February 15th 2017, NLB CIP

Doing Business in Slovenia – Dutch Perspectives on Entrepreneurship and Business Culture

Round table discussion moderated by Ladeja Košir Godina

  • Martin P. Hayes, Finance Director at Heineken Group’s Brewery Laško Union
  • Jacob Westerlaken, Managing Director at International Insurance Consortium (IIC)
  • Ulla Hudina Kmetič, Economic Analyst at European Commission Representation in Slovenia
  • Andrej Lasič, Director of business operations with key clients at NLB

On Wednesday, February 15th 2017, we organized a fantastic event with with deep support of Embassy of the Netherlands in Slovenia. The main feature of the event was an eye-opening discussion moderated by Ladeja Košir Godina with speakers: Martin Hayes of Heineken group’s Laško Union brewery; Jacob Westerlaken, of International Insurance Consortium; Ulla Hudina Kmetič of The European Commission in Slovenia and Andrej Lasič of NLB. All speakers were able to share their experiences of operating in different business cultures. After engaging the audience, a  special emphasis was made on how business culture has been developed rather different in Slovenia and the Netherlands. Our esteemed guest Dr. Peter Kraljič helped the audience to understand what the historic sources for these different business cultures are, he exaplained how these aspects have gradually but deeply affected society as a whole.

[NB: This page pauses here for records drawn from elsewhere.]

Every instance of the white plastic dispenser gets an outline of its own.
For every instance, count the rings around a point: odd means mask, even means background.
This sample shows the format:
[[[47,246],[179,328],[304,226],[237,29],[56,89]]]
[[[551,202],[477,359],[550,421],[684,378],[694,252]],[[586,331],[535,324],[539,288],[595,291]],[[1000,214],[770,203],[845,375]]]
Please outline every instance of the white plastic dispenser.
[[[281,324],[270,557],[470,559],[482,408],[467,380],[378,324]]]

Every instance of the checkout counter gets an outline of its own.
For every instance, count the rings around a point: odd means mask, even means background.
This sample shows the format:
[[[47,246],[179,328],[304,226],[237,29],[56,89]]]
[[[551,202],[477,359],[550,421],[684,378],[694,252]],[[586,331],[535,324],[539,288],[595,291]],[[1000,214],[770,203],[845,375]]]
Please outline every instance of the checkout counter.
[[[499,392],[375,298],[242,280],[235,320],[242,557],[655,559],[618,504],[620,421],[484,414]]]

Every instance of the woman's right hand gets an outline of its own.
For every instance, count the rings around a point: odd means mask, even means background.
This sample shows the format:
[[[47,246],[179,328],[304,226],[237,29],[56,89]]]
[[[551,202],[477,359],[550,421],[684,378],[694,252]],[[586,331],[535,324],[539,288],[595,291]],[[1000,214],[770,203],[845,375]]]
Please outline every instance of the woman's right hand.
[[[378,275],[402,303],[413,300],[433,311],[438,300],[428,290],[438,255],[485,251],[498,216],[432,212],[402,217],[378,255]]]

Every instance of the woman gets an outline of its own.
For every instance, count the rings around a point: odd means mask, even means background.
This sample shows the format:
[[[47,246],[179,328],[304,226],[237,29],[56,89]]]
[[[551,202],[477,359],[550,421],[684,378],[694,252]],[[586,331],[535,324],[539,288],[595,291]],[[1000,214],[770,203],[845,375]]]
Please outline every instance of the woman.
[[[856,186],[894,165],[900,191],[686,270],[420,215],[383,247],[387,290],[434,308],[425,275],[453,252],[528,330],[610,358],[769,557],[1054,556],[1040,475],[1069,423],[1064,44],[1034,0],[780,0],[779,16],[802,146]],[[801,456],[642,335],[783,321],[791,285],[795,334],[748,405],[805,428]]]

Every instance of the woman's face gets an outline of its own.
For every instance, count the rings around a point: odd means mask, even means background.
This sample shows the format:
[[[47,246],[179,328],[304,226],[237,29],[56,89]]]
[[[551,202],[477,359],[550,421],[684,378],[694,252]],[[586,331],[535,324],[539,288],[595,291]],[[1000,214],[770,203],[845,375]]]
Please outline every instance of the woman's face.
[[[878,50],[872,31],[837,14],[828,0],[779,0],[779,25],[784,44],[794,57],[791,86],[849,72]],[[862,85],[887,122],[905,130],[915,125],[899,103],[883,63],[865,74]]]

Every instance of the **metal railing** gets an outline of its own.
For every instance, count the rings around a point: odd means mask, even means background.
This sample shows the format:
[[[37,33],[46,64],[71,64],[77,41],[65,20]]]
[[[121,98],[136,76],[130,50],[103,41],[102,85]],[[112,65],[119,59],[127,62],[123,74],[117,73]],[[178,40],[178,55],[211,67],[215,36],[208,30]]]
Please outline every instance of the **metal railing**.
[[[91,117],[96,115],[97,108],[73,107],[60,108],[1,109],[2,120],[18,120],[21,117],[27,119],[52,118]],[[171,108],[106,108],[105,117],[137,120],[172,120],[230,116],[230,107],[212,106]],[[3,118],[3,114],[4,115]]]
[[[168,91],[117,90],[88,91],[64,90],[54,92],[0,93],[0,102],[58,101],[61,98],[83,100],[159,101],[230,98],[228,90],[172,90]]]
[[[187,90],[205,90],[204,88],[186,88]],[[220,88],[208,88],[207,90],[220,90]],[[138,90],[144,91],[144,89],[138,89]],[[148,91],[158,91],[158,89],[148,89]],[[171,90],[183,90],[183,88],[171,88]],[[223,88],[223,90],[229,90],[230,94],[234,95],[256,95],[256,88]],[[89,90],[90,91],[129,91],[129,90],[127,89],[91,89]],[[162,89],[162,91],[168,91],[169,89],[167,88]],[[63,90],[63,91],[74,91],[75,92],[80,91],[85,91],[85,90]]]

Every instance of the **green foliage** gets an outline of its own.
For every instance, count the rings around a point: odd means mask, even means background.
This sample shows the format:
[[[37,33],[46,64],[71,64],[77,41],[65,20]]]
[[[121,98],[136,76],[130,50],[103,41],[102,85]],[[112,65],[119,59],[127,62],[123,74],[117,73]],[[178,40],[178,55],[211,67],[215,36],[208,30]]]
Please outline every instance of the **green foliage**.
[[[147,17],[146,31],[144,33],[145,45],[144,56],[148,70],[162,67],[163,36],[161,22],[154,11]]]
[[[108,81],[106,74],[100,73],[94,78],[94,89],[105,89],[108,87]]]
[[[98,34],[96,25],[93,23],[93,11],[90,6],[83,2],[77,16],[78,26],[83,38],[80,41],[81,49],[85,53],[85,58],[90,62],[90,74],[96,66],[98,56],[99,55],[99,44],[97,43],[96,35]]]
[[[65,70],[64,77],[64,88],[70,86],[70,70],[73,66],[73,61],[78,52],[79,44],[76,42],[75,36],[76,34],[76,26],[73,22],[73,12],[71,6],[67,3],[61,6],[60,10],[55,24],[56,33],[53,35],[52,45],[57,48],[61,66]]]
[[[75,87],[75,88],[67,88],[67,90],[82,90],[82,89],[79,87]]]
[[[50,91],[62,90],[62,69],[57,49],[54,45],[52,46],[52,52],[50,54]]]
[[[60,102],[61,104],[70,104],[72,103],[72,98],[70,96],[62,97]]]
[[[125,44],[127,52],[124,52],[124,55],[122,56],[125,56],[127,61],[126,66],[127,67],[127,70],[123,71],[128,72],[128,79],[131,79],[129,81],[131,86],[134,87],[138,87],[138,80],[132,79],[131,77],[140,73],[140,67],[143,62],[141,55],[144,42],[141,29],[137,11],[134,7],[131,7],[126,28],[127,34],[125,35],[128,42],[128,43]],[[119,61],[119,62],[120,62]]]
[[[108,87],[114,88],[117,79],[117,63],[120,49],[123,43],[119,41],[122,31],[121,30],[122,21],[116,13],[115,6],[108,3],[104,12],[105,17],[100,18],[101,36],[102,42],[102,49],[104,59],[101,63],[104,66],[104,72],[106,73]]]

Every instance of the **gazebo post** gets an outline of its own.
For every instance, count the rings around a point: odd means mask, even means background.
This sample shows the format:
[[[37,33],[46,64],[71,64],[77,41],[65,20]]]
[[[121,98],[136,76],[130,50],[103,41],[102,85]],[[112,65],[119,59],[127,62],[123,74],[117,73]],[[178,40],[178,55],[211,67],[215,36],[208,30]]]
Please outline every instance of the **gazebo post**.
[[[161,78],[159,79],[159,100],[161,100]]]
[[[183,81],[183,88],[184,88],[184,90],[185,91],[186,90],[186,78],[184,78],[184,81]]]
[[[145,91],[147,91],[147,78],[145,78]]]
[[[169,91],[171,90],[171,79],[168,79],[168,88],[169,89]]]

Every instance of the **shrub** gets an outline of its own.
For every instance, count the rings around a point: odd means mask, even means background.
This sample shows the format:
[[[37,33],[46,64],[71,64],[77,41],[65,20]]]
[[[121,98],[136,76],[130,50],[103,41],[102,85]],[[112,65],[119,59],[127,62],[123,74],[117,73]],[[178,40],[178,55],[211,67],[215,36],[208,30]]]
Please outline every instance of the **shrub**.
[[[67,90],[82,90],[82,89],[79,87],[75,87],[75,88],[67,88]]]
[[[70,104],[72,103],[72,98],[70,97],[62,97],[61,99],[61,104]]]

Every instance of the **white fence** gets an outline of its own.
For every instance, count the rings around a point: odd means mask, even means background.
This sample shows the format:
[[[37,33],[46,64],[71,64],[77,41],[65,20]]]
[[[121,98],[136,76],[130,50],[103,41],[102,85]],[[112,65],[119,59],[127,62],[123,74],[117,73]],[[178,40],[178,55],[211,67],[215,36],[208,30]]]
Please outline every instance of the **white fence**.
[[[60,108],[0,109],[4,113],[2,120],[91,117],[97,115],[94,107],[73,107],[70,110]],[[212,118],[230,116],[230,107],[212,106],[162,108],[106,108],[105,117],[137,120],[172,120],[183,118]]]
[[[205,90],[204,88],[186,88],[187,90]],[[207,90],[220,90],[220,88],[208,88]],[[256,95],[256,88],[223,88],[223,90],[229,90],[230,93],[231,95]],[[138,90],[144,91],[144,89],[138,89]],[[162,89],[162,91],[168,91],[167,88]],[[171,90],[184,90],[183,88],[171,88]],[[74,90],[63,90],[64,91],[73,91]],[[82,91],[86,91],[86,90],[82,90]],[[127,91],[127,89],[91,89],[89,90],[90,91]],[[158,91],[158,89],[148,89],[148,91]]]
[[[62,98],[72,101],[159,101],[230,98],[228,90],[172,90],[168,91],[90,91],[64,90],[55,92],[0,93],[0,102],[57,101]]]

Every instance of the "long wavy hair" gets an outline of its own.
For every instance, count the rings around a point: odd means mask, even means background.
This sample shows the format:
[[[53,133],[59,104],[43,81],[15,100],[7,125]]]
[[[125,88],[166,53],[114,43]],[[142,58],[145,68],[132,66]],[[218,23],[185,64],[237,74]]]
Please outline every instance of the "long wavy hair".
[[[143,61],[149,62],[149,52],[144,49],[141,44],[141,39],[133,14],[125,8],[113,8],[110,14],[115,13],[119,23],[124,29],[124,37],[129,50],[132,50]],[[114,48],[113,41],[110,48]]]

The evening began with an opening speech from Martin Hayes in which he mentioned his vast experience of working for Heineken in the Netherlands. Despite the small geographical distance, the move to the Netherlands was almost a culture shock. This was mainly because contrary to the British, the Dutch are extremely direct when engaging in conversation. In his opinion in that aspect Slovenians are similar to the British where there is polite rerouting of the words chosen in conversations. Martin pointed out that he quickly adopted the Slovenian habit of dressing in full suits with ties for business meetings when he visited Slovenia for the first time. He then instantly regretted it as it was almost 40 degrees during the record breaking hot month of July 2015. As well as the formal dressing habit, he was also surprised by the strong perception of hierarchy. This is something that is almost nonexistent in the Netherlands, where the lowest level worker can have a conversation with CEO.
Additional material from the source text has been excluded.